Nadine's pimple cluster reminds me of a mountain range—snow-capped peaks towering above a reddish-brown valley. It's disgusting and fascinating at the same time. If she were Jess I'd trace my finger all over it like her chin was a topographic map and I was interested in geography. But Nadine isn't Jess, so I keep my hands to myself.
“Haven't seen you here for a while,” Nadine finally says.
“No real need to come,” I respond. “Never any change.”
Nadine fiddles with her clipboard, switching it from one arm to the other, and clicks her pen a few times nervously before smiling. The smile is not genuine like Caleb's from his award ceremony photo, but the situation is much different, so I cut her some slack. At least she follows up her attempt at friendliness with honesty. “No, there isn't.”
And she follows up her honesty with an old nursing home chestnut: “At least no news is good news, right?”
Wrong. But again I cut her some slack since I caught her by surprise.
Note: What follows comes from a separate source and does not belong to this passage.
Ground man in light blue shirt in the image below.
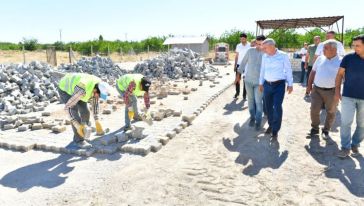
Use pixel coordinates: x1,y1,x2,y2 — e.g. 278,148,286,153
259,38,293,142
Visiting hours are almost over, and even when I used to come regularly, it was usually right after school or on the weekends. A weeknight visit at this hour is unusual for anyone; for me it's extraordinary. This rare circumstance finally hits Nadine, and her eyes bug out despite her extensive volunteer training to always conceal emotion.
“Did someone call you to come?” she asks. “I wasn't told there was an emergency.”
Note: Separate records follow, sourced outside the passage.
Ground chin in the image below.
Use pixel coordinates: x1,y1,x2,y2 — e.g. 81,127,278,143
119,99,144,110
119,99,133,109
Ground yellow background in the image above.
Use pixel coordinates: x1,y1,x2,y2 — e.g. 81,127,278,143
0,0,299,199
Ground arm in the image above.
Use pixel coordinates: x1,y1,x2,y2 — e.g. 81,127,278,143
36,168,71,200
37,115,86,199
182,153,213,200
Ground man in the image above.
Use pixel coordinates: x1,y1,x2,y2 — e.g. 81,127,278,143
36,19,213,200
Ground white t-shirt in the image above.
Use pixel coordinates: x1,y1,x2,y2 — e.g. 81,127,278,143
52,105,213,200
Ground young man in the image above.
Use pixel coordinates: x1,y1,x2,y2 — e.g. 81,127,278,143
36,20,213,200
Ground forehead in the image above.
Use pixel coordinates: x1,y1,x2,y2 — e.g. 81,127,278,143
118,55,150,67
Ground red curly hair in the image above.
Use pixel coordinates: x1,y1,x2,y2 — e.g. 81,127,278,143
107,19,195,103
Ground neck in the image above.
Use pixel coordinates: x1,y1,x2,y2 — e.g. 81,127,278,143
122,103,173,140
I wave my hand in front of our faces, and the green index card I'm holding creates a little breeze between us. “No emergency, just felt the need.”
Now her response is genuine; she's relieved that a patient isn't going to die on her watch. Nadine may only be a volunteer, but she considers her position a step toward her ultimate goal of becoming a nurse and then, of course, ruler of The Retreat. That last part is merely assumption.
“Oh that's good to hear.”
Another boring platitude and I'm reminded how similar Nadine and Napoleon are, which makes sense since they're twins. They both spout these clichés that are perfectly acceptable and ones that everyone uses, but for some reason out of their mouths the clichés come off as phony and even a little condescending. Maybe it's their East Coast accents; they're not wildly exaggerated, but Nadine and Napoleon do speak differently than most of us. And I'm not above condemning someone based on how he or she speaks.
I guess
condemn
is a harsh word. I let out a deep breath so it looks as if I'm doing a self-help exercise to prepare myself to enter Room 19, but it's really to remind myself that at least one of the Jaffe twins is cool. From the little bit I know, Nadine's friendly, smart, and driven, all noble qualities, and more than that Jess and Arla like her, so I vow to myself right here and now to give her a fair shot.